Now the very same political party that broke up British Rail because it was supposedly inefficient, hidebound by tradition and unaccountable, wants to stick Humpty Dumpty back together again. This is back to the future, as emphasised by the choice of logo to be used to portray this new organisation. That will be the famous double arrow invented by the inefficient and unimaginative BR in the 1960s and which has remained the familiar and much loved sign on maps to denote a train station. And all those horrible names like Avanti, Abellio, and Arriva will disappear
There is no doubt that there will be benefits of the new structure. Buying tickets will be made easier because it will be possible to do it through the National Rail Enquiries website, something it was deliberately prevented from doing at privatisation because of the Tories’ emphasis on wanting different providers to compete with each other. Millions will be saved by not having arguments about delays. The chaotic situation in 2018 caused by the lack of coordination between those drawing up the timetables and the company operating the trains will not be repeated. There will be a ’guiding mind’ to think through this type of planning.

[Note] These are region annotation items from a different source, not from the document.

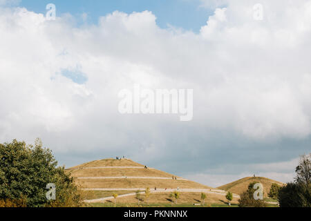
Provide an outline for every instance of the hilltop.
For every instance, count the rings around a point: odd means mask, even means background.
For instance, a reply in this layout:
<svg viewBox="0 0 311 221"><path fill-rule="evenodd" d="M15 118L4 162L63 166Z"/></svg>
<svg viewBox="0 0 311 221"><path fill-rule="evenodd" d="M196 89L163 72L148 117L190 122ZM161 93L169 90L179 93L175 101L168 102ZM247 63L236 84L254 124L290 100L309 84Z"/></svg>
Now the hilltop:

Despite all this, ideology still stops us getting the sensible railway passengers deserve. Instead of simply running the trains themselves, Great British Railways will contract out services to private companies, most of which are actually owned by foreign state railways such as the French SNCF and the German Deutsche Bahn. This will add cost and complexity. At the last election, Labour suggested simply renationalising the whole system. This is three-quarters of the way there, but it would have been better to go the whole hog.
What’s the big deal?
The biggest change is that the system of franchising has been abolished. No longer will private companies keep the money from fares in return for having bid to run parts of the railway. Instead, they will be paid a set percentage, around 2 per cent, for operating the service but the fares income will be handed over to the government. The new system has been made necessary because of the drop in passenger numbers during the pandemic.
Is Great British Railways simply the old BR under another name
Not quite. BR owned and ran the whole system from engineering and maintenance to operating the trains and ticketing. Some aspects, such as manufacture and ownership of the rolling stock and major trackwork, have been privatised and the operation of the trains will be contracted out. However, decisions on investment and future strategy of the industry will be made by the new organisation, as they were by BR.
Will fares be cheaper?
Unlikely. There will be slightly more flexible arrangements for people choosing to travel to work only two or three days per week, but overall fares will probably continue to rise by the level of inflation or more as they have done for years. It will, though, be easier to buy tickets through the National Rail Enquiries website.
Will people notice any difference?
Yes. The trains will be branded as Great British Railways and there should be much better coordination between the different parts of the network, making it easier to buy tickets and register complaints.